CRITIQUE: LES PETITS MOUCHOIRS (2010)

Alors que l’un des leurs se retrouve cloué sur un lit d’hôpital, une bande de copains décide finalement de partir en vacances, comme chaque été,  chez Max, qu possède une jolie maison secondaire au Cap Ferret. Durant ces congés, chacun va finir par lever les petits mouchoirs qu’il a posé au fil du temps sur ses problèmes et ses secrets…

Troisième long métrage de Guillaume Canet réalisateur, après le prometteur « mon idole » et  le très réussi mais un peu surcoté « ne le dis à personne », « les petits mouchoirs » est son film « le plus personnel » et dont il dit que « s’il y a bien un film que je ne devais pas rater, c’était bien celui-là »! Et bien le pari est gagné haut la main!

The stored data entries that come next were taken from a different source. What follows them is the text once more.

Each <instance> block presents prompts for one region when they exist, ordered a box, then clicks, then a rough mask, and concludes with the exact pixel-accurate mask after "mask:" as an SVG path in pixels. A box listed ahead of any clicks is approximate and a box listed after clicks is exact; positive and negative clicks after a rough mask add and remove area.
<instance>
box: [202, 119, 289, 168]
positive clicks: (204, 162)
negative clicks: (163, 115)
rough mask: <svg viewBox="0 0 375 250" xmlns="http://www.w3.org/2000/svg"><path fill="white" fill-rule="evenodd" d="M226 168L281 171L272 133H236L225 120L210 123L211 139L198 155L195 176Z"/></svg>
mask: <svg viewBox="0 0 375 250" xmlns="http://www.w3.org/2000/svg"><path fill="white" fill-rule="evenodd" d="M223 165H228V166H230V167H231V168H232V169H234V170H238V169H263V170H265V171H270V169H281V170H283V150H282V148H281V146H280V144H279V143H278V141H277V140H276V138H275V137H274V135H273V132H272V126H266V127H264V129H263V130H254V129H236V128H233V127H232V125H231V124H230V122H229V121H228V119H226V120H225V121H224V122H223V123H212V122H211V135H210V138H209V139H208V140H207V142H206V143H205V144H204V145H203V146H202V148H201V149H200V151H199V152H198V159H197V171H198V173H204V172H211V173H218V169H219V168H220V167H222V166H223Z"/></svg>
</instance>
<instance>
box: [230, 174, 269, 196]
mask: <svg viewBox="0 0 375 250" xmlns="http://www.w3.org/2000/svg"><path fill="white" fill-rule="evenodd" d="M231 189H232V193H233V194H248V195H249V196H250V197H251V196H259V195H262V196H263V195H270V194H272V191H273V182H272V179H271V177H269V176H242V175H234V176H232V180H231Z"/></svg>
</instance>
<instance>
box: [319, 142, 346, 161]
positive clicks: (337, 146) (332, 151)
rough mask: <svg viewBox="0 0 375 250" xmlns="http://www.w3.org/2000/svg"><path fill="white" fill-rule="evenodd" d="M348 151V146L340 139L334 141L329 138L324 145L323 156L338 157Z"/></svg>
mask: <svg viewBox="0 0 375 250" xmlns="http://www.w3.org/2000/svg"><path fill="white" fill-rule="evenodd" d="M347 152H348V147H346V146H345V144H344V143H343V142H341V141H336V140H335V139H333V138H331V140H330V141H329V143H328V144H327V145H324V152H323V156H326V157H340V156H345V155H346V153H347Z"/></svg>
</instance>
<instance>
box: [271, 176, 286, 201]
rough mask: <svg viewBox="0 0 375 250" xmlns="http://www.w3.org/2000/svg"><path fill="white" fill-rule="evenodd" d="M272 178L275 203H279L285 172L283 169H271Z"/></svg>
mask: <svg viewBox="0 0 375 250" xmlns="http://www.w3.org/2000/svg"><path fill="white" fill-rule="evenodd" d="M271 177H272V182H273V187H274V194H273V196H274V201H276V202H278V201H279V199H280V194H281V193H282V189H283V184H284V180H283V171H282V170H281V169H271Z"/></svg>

Pour incarner ses personnages, Canet s’appuie sur un énorme casting composé essentiellement d’amis proches: François Cluzet, Benoit Magimel, Marion Cotillard (amie depuis 15 ans), Gilles Lellouch (ami depuis 15 ans également), Jean Dujardin ( camarade de CE2), Laurent Lafitte et la révélation Joel Dupuch (ami ostréiculteur du Cap Ferret). La complicité qui unit cette bande transpire à chaque seconde du film et c’est sans doute la plus grande réussite de celui-ci, avec une mention spéciale à François Cluzet dans son rôle de cadre « indéstressable ». Le scénario, que Guillaume Canet a écrit pendant qu’il tournait dans « l’affaire Farewell », est très réussi également. On passe tout le film du rire aux larmes, porté par des dialogues très bien écrits, qui sonnent toujours justes. Le rythme, toujours très soutenu, nous fait passer 2 h 25 très agréables même si, il faut bien chipoter un peu, une coupe d’une dizaine de minutes aurait été la bienvenue. Dans la forme, comme pour son précédent film, Canet semble très influencé par le cinéma américain, au sens noble du terme, que ce soit au niveau du rythme, de la direction d’acteurs ou de l’utilisation de la bande originale (très réussie d’autre part). Quoi qu’il en soit, malgré quelques petits défauts, on ne peut que saluer la sincérité avec laquelle il a réalisé son film, le « film de sa vie ».

Ca sent le vrai carton! Courez le voir, mais n’oubliez pas vos petits mouchoirs!